Method: Patients achieving symptomatic remission from a manic or mixed episode of bipolar I disorder (Young Mania Rating Scale [YMRS] total score < or =12 and 21-item Hamilton Depression Rating Scale [HAM-D] score <or =8) at two consecutive weekly visits following 6-12 weeks of open-label acute treatment with 5-20 mg/day of olanzapine were randomly assigned to double-blind maintenance treatment with olanzapine (N=225) or placebo (N=136) for up to 48 weeks. The primary measure of efficacy was time to symptomatic relapse into any mood episode (YMRS score > or =15, HAM-D score > or =15, or hospitalization).
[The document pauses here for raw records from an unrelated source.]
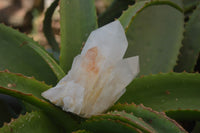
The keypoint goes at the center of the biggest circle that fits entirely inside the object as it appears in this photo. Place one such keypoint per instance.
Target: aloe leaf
(190, 51)
(47, 28)
(197, 127)
(78, 19)
(112, 123)
(153, 34)
(129, 15)
(21, 54)
(65, 120)
(34, 122)
(114, 11)
(177, 94)
(6, 112)
(159, 121)
(21, 83)
(190, 4)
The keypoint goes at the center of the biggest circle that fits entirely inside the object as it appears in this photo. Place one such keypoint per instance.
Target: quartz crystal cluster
(98, 76)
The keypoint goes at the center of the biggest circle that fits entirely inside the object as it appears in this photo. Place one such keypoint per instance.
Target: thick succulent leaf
(21, 54)
(114, 11)
(6, 112)
(191, 44)
(78, 19)
(23, 84)
(47, 28)
(190, 4)
(129, 15)
(159, 121)
(60, 117)
(115, 123)
(197, 127)
(34, 122)
(174, 93)
(155, 34)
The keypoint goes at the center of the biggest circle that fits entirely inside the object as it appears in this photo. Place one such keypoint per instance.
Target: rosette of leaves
(156, 31)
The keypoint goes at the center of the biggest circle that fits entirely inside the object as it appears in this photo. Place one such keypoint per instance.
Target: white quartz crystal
(98, 76)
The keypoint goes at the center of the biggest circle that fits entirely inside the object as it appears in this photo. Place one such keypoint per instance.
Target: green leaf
(154, 33)
(65, 120)
(173, 93)
(191, 48)
(47, 28)
(111, 123)
(6, 112)
(190, 4)
(21, 54)
(78, 19)
(34, 122)
(114, 11)
(129, 15)
(23, 84)
(159, 121)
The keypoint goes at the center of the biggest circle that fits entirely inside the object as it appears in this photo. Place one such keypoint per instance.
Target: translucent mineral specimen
(98, 76)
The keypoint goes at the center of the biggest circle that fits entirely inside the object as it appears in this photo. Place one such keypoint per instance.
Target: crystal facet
(98, 76)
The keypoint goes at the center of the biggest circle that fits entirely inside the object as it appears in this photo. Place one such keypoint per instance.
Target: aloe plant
(165, 92)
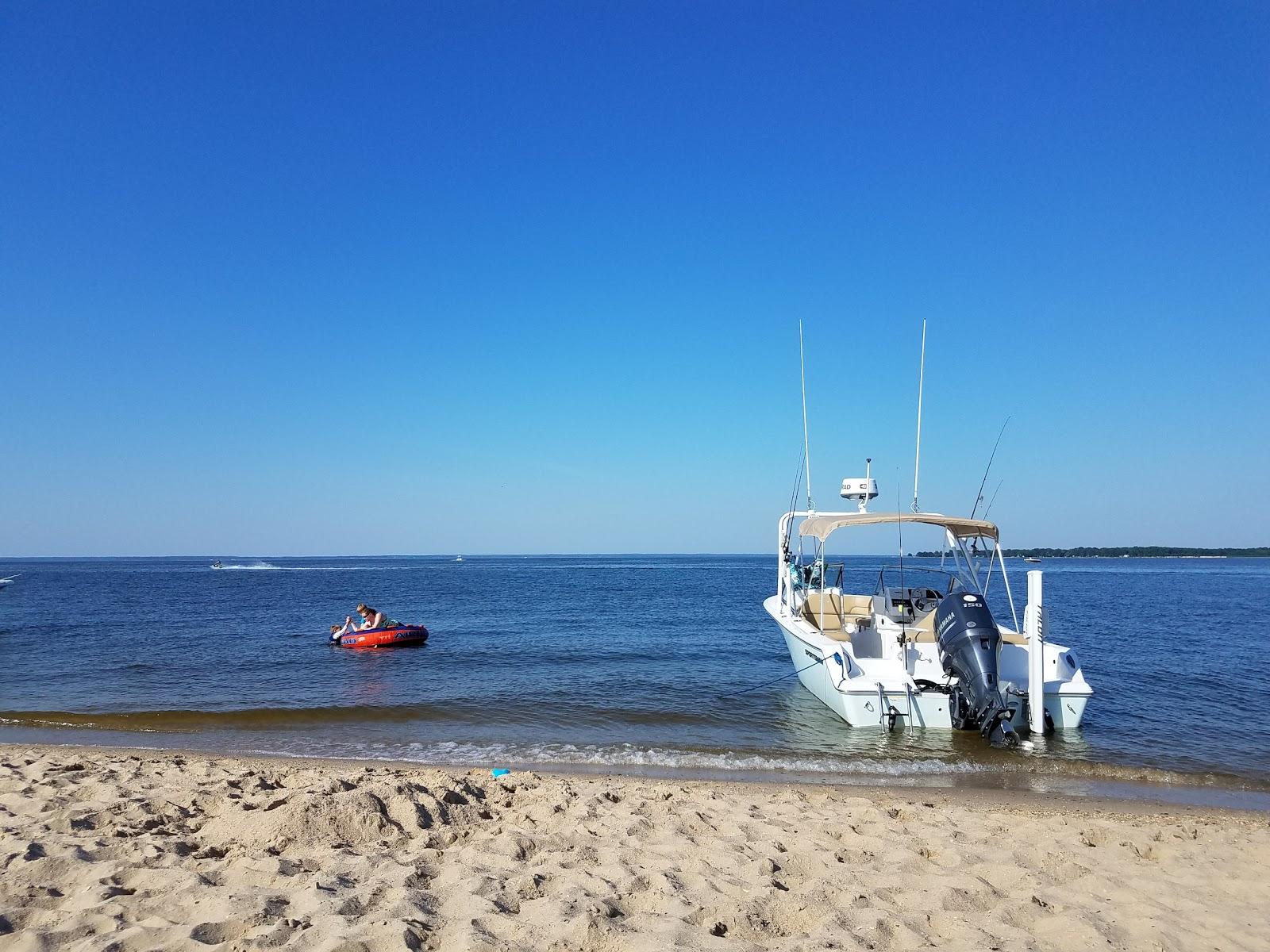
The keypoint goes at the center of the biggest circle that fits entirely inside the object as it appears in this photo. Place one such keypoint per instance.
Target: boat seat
(837, 611)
Results: Time to symptomatic relapse into any mood episode was significantly longer among patients receiving olanzapine (a median of 174 days, compared with a median of 22 days in patients receiving placebo). Times to symptomatic relapse into manic, depressive, and mixed episodes were all significantly longer among patients receiving olanzapine than among patients receiving placebo. The relapse rate was significantly lower in the olanzapine group (46.7%) than in the placebo group (80.1%). During olanzapine treatment, the most common emergent event was weight gain; during the open-label phase, patients who received olanzapine gained a mean of 3.1 kg (SD=3.4). In double-blind treatment, placebo patients lost a mean of 2.0 kg (SD=4.4) and patients who continued to take olanzapine gained an additional 1.0 kg (SD=5.2).
Conclusions: Compared to placebo, olanzapine delays relapse into subsequent mood episodes in bipolar I disorder patients who responded to open-label acute treatment with olanzapine for a manic or mixed episode.